Monthly Returns During Presidential Election Years
Do the hopes and fears of presidential elections in the U.S. affect the “normal” seasonal variation in monthly stock market returns? To check, we compare average returns and volatilities (standard deviations of returns) by calendar month for the Dow Jones Industrial Average (DJIA) during years with and without quadrennial U.S. presidential elections. As a robustness check, we also check years with and without biennial U.S. congressional elections. Using monthly closes for the DJIA over the period October 1928 through October 2012 (about 84 years and 20 presidential elections), we find that:
The following chart compares average DJIA returns by calendar month for four subsamples:
- Years during which there is a presidential election (about 20 observations).
- Years during which there is a congressional election (about 41 observations, including presidential election years).

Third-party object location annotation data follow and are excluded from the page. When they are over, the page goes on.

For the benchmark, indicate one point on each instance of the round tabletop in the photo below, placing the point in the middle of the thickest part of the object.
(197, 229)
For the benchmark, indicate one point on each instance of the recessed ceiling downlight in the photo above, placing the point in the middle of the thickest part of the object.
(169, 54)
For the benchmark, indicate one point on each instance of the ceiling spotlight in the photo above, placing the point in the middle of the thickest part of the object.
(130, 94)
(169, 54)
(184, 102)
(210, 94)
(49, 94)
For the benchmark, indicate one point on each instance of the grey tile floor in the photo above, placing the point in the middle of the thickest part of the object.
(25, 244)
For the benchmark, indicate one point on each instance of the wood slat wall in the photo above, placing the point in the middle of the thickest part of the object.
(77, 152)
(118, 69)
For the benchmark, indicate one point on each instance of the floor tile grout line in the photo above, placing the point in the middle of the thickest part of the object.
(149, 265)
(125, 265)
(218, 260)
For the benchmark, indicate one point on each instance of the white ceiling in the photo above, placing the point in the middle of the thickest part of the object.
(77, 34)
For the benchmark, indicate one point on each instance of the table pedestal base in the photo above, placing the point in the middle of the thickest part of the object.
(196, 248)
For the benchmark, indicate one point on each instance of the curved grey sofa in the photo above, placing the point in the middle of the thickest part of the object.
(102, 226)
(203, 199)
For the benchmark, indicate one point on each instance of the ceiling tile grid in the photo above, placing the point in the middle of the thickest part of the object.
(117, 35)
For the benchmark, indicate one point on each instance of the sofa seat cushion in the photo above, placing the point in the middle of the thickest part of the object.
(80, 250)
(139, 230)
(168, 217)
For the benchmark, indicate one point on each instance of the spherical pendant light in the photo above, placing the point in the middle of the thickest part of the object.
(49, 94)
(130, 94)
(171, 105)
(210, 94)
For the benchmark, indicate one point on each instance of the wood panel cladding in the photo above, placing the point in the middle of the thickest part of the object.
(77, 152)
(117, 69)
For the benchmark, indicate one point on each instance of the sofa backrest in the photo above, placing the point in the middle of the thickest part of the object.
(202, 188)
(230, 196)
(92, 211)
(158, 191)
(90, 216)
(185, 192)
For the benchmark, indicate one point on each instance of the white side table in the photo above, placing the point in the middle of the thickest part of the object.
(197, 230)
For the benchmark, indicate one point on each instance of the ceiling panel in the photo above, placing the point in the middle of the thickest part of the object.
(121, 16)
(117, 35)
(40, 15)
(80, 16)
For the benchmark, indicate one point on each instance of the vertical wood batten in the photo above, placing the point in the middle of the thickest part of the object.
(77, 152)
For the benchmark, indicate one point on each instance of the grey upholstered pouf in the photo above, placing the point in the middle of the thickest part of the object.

- Years during which there is no presidential election (63 observations).
- Years during which there is no congressional election (42 observations).
The average return for all months over this period is 0.54%. Results suggest that presidential elections may have special effects on January, April, May and August. However, the presidential election subsample is small.
What about an effect on stock market volatility by calendar month?
The final chart shows the standard deviations of DJIA returns by calendar month for the same four subsamples. Results suggest elevated stock market volatility during May, July and August, and perhaps, subdued volatility in September. However, as noted, the presidential election subsample is small.
In summary, evidence from simple tests supports some belief that presidential elections introduce some disruptions into typical U.S. stock market seasonality.
Cautions regarding findings include:
- As noted, subsample size is small, limiting reliability of any findings.
- Changes in U.S. political processes and the stock market environment could affect seasonality.